Submarine depth gauge

In the movie "Das Boot," about a Uboat, or in submarines in general, when the depth gauge shows, say 200 meters, what is the reference level in the sub? The bottom or top of the pressure hull, the bottommost point of the nonpressurized fuel tanks under the pressure hull or any projection from the bottom , the center of the sub, the topmost point on the superstructure (sail, radar mast?), or what? On the one hand, the topmost point would make sense, since you want it to be submerged far enough a passing ship doesn't see it or hit it. On the other hand, if you know the water is shallow, you don't want the bottom to hit a rock. From an engineering standpoint, greater depth matters more to the pressurized central portion than to fuel tanks around it which in some cases are at the surrounding pressure and under no particular increased stress at extreme depth. Neither Submarine nor Submarine depth ratings gives an answer to this. If the gauge is calibrated to show how far the bottommost part is below the surface, then how high above that point was the topmost projection of U-96, the basis of Das Boot, when the periscope was down? Edison (talk) 03:39, 13 April 2014 (UTC)

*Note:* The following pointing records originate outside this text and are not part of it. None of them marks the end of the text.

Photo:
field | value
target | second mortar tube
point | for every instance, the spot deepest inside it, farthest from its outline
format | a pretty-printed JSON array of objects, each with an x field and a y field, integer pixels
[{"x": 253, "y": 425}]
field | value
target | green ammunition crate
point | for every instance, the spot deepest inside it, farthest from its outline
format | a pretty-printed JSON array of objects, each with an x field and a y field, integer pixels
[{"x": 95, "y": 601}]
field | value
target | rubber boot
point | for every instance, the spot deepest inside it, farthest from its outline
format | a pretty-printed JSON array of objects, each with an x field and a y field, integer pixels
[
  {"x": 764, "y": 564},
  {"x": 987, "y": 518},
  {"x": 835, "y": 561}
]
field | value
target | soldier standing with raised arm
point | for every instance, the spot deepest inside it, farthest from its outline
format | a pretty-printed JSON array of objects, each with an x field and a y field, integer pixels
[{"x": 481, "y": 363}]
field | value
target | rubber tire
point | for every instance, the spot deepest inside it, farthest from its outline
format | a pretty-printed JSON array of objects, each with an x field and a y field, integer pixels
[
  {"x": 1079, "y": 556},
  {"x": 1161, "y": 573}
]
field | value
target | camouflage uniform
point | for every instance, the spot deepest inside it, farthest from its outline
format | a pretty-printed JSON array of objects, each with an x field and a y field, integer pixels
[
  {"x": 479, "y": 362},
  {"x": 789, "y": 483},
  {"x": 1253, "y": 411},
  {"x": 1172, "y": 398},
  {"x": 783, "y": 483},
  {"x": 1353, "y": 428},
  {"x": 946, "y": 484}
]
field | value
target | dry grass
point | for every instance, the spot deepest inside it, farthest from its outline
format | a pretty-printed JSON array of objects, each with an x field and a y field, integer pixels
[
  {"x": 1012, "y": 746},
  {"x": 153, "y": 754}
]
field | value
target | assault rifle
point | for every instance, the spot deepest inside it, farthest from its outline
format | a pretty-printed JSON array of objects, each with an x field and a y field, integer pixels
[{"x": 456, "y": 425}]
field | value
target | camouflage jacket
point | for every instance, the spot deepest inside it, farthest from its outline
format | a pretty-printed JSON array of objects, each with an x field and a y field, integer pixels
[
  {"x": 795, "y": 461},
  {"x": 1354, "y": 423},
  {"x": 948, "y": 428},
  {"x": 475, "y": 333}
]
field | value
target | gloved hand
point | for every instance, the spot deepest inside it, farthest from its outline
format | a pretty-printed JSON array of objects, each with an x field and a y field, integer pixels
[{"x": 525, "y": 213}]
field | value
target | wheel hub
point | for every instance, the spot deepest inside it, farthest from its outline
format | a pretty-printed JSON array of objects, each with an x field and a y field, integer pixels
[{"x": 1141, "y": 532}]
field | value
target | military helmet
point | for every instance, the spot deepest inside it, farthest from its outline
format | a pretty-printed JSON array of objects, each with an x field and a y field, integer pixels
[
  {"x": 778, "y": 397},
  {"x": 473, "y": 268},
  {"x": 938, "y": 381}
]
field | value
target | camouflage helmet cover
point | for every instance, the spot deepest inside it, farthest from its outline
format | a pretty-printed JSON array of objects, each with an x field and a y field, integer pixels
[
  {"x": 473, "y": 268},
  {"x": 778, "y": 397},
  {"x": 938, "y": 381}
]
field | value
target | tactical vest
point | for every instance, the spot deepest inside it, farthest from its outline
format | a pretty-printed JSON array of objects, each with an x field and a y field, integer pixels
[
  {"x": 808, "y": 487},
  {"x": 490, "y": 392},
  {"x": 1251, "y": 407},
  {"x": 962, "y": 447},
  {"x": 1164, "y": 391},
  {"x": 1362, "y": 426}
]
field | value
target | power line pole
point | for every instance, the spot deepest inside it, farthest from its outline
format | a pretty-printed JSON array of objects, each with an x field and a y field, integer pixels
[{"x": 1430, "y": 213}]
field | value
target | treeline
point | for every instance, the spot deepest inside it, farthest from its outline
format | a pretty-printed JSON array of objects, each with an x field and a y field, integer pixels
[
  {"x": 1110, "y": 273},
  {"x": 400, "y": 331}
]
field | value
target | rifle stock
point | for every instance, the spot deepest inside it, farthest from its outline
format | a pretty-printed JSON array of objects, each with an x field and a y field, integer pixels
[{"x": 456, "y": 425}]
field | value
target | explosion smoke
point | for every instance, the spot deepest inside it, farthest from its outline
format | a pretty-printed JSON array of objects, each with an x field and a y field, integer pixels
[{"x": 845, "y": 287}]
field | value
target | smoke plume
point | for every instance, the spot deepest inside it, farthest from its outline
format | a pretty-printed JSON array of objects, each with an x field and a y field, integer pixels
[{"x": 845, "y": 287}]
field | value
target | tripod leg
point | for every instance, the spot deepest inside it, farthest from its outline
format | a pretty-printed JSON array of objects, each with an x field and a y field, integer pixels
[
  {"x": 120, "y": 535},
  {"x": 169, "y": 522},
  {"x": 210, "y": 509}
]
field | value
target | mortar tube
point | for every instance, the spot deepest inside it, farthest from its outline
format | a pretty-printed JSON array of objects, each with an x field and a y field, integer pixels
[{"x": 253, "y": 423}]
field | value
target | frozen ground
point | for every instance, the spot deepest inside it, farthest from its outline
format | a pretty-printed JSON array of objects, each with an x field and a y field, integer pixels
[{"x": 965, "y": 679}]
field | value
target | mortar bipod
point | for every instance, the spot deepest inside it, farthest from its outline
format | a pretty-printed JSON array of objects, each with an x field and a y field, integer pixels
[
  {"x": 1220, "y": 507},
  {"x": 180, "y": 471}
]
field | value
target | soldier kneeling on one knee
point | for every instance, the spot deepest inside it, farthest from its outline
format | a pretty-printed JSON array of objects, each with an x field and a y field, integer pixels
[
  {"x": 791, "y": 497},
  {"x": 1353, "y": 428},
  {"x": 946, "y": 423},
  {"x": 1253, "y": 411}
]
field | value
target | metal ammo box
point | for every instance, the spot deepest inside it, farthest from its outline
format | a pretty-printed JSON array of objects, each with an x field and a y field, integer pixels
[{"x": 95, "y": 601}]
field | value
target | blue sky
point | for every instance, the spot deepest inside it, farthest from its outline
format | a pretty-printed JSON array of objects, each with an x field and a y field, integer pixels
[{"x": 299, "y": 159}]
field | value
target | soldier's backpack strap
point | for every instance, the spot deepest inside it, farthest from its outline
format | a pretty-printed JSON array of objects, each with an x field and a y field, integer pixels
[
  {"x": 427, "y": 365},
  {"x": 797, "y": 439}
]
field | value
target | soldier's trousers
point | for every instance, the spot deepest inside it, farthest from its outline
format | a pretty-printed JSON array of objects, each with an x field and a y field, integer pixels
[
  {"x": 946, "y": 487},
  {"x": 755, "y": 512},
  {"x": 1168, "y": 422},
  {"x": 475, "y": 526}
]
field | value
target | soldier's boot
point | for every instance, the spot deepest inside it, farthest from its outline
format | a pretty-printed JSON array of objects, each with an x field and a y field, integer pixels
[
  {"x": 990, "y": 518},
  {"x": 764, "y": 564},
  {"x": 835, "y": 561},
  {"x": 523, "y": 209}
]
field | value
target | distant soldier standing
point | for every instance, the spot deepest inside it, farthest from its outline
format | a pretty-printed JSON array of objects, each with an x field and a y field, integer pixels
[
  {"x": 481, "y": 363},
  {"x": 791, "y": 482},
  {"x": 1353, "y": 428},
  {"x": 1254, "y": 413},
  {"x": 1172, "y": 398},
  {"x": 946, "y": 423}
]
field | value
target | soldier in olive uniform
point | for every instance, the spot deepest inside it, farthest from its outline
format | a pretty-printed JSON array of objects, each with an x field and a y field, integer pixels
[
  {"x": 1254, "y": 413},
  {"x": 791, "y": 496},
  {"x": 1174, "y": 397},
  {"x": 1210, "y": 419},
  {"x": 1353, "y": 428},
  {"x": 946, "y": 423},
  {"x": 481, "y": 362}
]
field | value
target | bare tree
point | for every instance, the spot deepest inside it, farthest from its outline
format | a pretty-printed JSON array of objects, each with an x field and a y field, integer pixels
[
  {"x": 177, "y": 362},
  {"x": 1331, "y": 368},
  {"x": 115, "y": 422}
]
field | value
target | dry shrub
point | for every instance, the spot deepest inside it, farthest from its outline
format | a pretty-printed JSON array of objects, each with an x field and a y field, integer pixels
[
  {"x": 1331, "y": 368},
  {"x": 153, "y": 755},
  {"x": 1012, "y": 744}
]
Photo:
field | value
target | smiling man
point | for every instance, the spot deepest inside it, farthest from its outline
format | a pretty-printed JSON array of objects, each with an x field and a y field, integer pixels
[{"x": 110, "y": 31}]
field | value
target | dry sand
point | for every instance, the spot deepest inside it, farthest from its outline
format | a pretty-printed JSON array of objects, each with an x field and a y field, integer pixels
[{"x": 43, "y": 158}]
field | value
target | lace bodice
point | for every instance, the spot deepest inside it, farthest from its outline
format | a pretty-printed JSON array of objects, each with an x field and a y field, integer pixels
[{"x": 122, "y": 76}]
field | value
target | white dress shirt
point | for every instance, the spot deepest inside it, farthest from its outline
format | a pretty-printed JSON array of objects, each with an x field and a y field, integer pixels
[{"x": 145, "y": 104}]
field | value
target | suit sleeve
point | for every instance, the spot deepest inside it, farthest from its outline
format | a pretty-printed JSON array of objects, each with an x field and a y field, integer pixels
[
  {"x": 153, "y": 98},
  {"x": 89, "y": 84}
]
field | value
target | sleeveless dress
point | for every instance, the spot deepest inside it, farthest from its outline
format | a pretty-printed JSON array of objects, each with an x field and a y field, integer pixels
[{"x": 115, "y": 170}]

The gauge shows depth to keel -- so, when the sub is surfaced, it shows the sub's draft. 24.5.122.13 (talk) 04:22, 13 April 2014 (UTC)

Yes. Scroll down for picture of a depth gauge labelled DEPTH TO KEEL with zero off the scale. 84.209.89.214 (talk) 11:43, 13 April 2014 (UTC)

It seems the U-96 was a VIIC and here is its specification manual (secret under 1934 Reich Penal Code § 88). The top of the conning tower was 9397 mm above the keel and the periscopes could be extended to 14663 mm at most above the keel. Thincat (talk) 15:16, 13 April 2014 (UTC)

Canola consumption

From the article intro: Consumption of the oil is not believed to cause harm in humans. Since we know that oils and fats are typically harmful when consumed in large quantities, what is this supposed to mean? Two sources are presented: the second basically says that it doesn't have anything that's actively toxic, and the first is a 404 error. Neither one says that you can't get harmed by consuming canola oil. Nyttend (talk) 03:40, 13 April 2014 (UTC)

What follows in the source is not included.